Оба товарняка грохнули почти одновременно.
— А девчонки хорошие есть? — крикнул Володя, не жалея глотку и ругаясь в досаде, что не удается поговорить о самом главном. Ответ дружка, хоть тот и старался изо всех сил кричать, еле услышали:
— Есть одна… Красивая! Но ни на какую приманку не идет… Да ты о ней сразу услышишь: Катька-монашка… А еще ее называют…
А как еще называют, уже расслышать не смогли.
Не о ней ли это, о моей давней знакомой, о невестке тети Паши?
И сердце вновь защемило, затосковало: где она, моя счастливая доля?
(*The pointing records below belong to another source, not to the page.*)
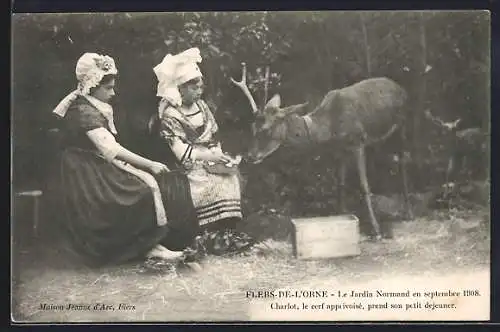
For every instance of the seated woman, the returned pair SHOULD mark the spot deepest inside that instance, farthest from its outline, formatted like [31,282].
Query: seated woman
[188,127]
[116,205]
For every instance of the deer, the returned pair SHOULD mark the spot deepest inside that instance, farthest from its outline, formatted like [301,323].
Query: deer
[466,144]
[349,119]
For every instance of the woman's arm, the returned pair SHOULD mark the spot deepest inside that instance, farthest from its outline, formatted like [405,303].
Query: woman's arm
[140,162]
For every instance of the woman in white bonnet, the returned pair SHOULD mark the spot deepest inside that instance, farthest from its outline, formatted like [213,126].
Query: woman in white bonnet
[187,126]
[116,205]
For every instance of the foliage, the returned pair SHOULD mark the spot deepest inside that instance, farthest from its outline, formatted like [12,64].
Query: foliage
[441,58]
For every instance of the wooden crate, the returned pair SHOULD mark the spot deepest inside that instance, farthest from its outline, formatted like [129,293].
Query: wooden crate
[326,237]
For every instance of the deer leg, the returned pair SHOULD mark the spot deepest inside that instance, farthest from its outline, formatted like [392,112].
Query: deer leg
[361,163]
[341,185]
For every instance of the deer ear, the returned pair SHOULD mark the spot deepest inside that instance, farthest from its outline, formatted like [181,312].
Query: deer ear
[274,102]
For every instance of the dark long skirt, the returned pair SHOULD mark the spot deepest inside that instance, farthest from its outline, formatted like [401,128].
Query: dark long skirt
[109,215]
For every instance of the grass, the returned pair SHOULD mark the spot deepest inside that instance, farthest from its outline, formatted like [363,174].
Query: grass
[442,243]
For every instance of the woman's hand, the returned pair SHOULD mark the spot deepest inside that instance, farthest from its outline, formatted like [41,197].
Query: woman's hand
[157,168]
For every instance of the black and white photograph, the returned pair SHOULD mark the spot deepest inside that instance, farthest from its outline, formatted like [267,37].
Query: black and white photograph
[252,166]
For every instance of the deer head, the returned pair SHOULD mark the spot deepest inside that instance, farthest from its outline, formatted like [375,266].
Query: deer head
[268,128]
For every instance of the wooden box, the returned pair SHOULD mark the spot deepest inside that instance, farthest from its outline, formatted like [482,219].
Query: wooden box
[326,237]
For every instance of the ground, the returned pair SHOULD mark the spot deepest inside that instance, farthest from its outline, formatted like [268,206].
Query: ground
[442,243]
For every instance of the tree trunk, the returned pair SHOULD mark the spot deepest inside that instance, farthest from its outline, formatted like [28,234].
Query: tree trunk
[417,134]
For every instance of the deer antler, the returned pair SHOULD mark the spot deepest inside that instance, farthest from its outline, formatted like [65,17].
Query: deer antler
[243,86]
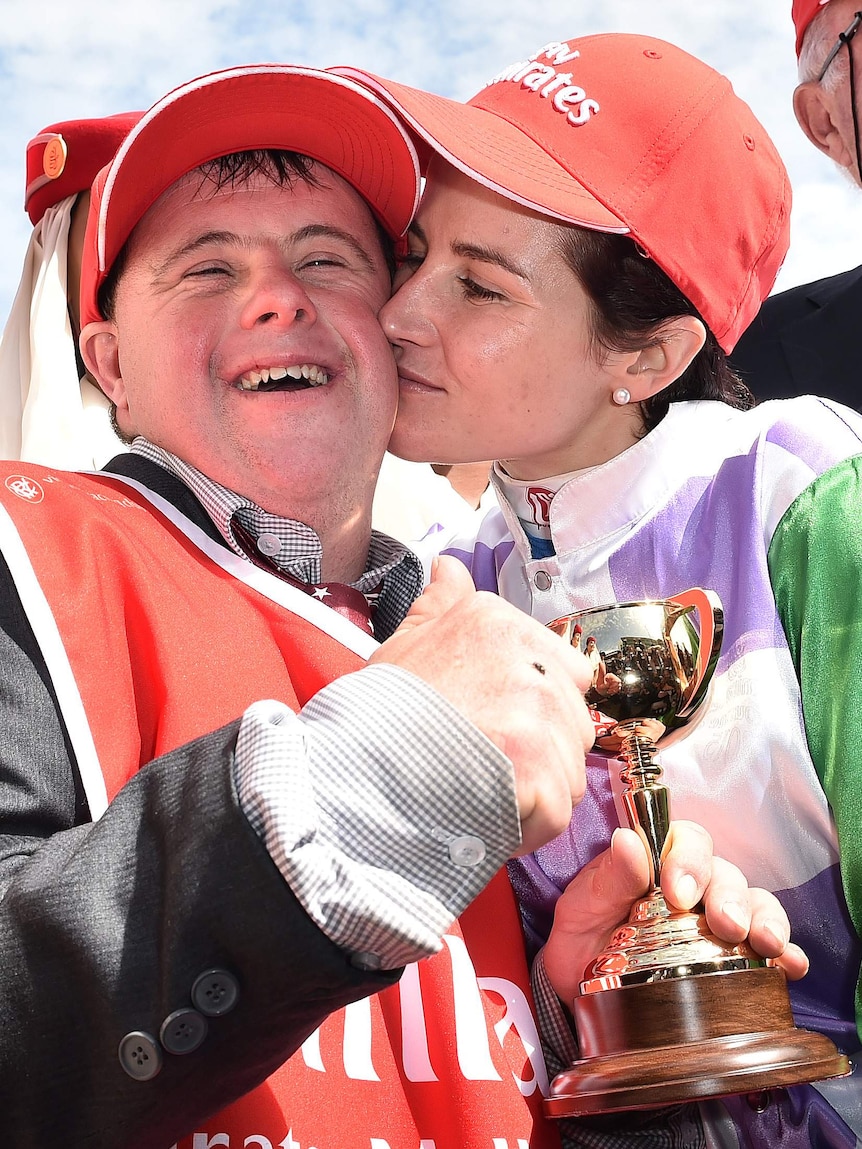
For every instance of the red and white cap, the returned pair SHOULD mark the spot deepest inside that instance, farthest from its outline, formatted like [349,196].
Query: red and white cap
[803,13]
[630,135]
[316,113]
[63,159]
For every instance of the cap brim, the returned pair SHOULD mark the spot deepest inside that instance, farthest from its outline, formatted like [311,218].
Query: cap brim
[324,116]
[493,152]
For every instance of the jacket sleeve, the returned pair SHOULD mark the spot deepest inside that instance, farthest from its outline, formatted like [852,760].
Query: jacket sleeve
[105,927]
[815,562]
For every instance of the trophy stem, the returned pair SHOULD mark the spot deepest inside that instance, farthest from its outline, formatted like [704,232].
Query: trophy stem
[647,801]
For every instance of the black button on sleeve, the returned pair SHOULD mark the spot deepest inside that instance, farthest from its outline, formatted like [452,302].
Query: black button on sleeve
[215,993]
[183,1031]
[139,1055]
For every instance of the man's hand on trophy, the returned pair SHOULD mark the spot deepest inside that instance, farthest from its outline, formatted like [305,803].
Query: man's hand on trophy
[599,899]
[514,679]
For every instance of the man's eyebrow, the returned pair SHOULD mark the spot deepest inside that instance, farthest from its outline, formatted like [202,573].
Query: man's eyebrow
[328,231]
[232,239]
[206,239]
[479,252]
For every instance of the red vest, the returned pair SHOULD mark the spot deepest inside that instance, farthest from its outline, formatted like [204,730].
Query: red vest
[153,635]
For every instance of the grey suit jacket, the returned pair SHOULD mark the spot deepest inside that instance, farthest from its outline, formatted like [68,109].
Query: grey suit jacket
[105,926]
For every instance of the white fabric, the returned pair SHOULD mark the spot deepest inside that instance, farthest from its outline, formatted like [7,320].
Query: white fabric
[47,415]
[413,500]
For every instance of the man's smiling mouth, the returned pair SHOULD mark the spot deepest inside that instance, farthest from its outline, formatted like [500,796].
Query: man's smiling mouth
[284,378]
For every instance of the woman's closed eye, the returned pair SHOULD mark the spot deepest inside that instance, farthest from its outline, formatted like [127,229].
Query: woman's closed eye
[475,291]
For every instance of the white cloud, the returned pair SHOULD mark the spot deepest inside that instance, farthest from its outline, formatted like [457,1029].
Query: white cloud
[62,59]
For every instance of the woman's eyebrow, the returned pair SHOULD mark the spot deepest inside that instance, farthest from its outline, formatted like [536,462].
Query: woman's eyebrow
[485,254]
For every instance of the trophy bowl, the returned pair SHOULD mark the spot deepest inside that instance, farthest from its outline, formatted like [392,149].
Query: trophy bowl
[669,1012]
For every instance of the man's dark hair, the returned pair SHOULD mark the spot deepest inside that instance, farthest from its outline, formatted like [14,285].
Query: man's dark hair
[235,170]
[631,299]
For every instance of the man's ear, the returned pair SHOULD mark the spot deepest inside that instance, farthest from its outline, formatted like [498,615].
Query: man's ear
[661,363]
[814,107]
[100,351]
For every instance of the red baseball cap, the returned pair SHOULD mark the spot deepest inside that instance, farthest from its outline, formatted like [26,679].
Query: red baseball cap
[63,159]
[324,116]
[631,135]
[803,13]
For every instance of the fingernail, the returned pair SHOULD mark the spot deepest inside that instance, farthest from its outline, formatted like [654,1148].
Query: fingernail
[686,891]
[737,915]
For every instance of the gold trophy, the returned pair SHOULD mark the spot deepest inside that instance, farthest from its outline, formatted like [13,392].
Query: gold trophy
[669,1012]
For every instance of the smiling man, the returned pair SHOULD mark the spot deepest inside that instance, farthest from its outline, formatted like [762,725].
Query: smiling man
[193,878]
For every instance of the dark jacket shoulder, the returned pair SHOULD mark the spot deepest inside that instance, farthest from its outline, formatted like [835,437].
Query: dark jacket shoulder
[803,341]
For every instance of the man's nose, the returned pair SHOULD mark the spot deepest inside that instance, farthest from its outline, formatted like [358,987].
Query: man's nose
[277,298]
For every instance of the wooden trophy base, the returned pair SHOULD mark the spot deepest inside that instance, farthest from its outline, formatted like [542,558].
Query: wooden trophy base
[687,1038]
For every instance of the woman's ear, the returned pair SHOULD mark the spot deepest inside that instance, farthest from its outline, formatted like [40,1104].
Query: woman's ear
[100,351]
[661,363]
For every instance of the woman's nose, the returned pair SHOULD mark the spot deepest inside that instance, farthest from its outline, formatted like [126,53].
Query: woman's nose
[402,316]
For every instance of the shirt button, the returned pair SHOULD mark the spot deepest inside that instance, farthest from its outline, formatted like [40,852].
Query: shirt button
[467,850]
[183,1031]
[269,545]
[139,1055]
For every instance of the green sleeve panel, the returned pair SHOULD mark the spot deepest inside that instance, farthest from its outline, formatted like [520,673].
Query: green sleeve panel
[815,564]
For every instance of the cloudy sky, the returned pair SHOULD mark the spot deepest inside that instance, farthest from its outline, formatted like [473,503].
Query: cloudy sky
[64,59]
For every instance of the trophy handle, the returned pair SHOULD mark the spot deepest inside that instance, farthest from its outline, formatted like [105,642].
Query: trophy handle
[712,627]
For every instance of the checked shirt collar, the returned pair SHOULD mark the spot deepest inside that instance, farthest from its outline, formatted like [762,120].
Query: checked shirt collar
[391,580]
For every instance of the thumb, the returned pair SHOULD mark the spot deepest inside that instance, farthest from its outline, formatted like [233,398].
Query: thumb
[451,583]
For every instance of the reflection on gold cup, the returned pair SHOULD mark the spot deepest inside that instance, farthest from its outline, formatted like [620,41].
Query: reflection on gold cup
[669,1012]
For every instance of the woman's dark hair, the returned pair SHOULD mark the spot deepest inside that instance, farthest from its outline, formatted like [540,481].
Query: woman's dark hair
[282,168]
[631,299]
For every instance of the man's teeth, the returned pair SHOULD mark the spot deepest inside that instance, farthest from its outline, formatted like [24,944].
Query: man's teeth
[315,376]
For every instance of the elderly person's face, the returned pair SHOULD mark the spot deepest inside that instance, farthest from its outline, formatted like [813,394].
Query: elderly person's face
[823,107]
[245,340]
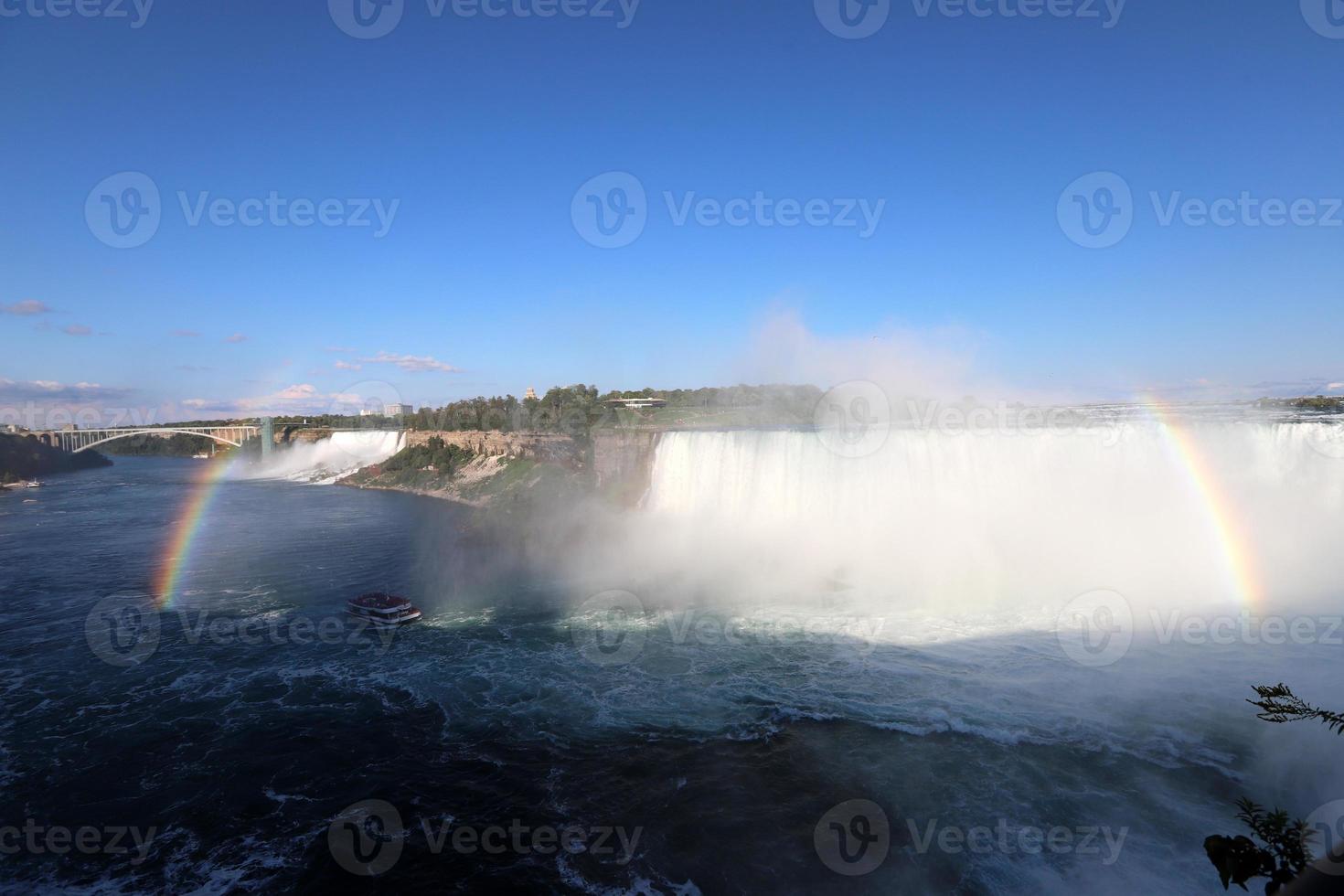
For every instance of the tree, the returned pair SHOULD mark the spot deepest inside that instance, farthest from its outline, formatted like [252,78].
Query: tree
[1284,850]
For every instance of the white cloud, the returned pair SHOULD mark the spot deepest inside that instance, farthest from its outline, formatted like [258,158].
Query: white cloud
[411,363]
[25,308]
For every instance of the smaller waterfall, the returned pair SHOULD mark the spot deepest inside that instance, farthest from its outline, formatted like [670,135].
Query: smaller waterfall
[326,460]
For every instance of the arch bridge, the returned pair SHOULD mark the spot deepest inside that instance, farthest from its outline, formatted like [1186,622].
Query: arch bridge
[76,441]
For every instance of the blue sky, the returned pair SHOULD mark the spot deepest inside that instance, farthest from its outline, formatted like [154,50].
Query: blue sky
[480,131]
Может, там, куда еду…
Мы опасались, что товарняк на нужной нам станции не остановится. Так и случилось. Прыгали на ходу. Труднее всего пришлось Саранскому — то ли себя поберечь, то ли гитару. Не один раз упомянул он какого-то непонятного своего бабая. Но все обошлось, и к нему вернулась постоянная его веселость. Увидев на одной из платформ товарняка дерущихся, он устремился следом, прыгая на костылях и выкрикивая:
— Так ему! Так! Всыпь еще! В рыло дай! Под дыхало!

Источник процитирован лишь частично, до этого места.